陽奈は他愛ない会話から、"いつも自炊しているのか"と爽に問いかけたのだ。

 爽は一人暮らしをして3年目になる。もちろん、できないとは思わないが、台所に立つ爽の姿を想像して、少し興味があったのだ。

 陽奈の質問に、"やろうと思えば出来ないことはない"と、どちらとも考えられる答えを返した爽だったが、とりあえずは“今は仕事が忙しくてそれどころじゃない”との返答だった。

 確かに今の爽を見て、そんな余裕は無いか……と思い返した時、爽が突然思い立ったように言い出したのだ。

 “陽奈の手料理が食べてみたい"と。"作りに来てほしい”……と。

 そしてなんとも楽しそうな爽の様子に断れず……今に至る……―――――



「でも"陽奈"を指名してきたことは、間違いないじゃない?」

 そして今日は珍しく午前で終わるシフトであり、吉田と勤務がぶつかったこともあって、久しぶりに二人でランチに来た。

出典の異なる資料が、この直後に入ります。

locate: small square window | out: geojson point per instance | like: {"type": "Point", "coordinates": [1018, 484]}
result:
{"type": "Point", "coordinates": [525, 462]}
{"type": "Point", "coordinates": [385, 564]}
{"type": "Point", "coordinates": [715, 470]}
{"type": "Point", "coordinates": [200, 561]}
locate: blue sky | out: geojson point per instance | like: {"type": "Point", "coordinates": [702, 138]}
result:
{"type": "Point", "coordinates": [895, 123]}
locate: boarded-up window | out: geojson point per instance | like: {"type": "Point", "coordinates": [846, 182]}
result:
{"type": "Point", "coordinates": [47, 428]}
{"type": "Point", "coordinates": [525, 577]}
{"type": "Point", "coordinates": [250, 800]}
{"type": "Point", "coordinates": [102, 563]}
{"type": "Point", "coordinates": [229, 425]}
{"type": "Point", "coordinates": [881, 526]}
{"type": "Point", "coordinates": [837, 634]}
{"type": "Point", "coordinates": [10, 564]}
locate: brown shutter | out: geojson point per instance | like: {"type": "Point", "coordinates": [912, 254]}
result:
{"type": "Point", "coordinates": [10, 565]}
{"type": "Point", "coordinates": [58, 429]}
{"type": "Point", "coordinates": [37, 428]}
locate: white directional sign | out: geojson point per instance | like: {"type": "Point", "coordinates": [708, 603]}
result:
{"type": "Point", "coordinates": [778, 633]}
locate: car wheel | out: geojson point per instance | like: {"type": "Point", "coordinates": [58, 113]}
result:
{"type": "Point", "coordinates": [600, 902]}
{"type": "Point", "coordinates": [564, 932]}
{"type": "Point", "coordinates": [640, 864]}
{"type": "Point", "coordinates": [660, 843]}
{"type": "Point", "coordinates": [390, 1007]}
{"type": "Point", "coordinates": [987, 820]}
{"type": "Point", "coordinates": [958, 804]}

吉田は、陽奈と爽のことを聞きたくてうずうずしていたらしかった。

陽奈といえば、爽への気持ちを自覚したものの、自分の中でその思いは未だ混沌としていた。どうすればいいのかわからないのだ。そんな今の気持ちをとどめておくのは辛く、誰か関係のない人物の意見を聞いてみたかったのもある。そんなこともあって、今までのことを吉田に洗いざらい話すことにした。


「あれこれ考えても、なるようにしかなんないよ? 襲っちゃえばいいんだよ、既成事実、既成事実」

「それって身体だけ……ってことでしょ? それは、悲しいもん」

「あのね、男は考えさせちゃダメなの、頭で考えるよりも、こっち……」

 そう言うと、吉田はテーブルの下を指差す。陽奈は呆れるように、ため息をついた。


「あのね~……よっちゃん。もうちょっと真剣に考えてよ!」

 陽奈の言葉に、吉田は楽しそうに笑った。そしてひとしきりすると、「ごめんごめん」と言って陽奈を向きなおった。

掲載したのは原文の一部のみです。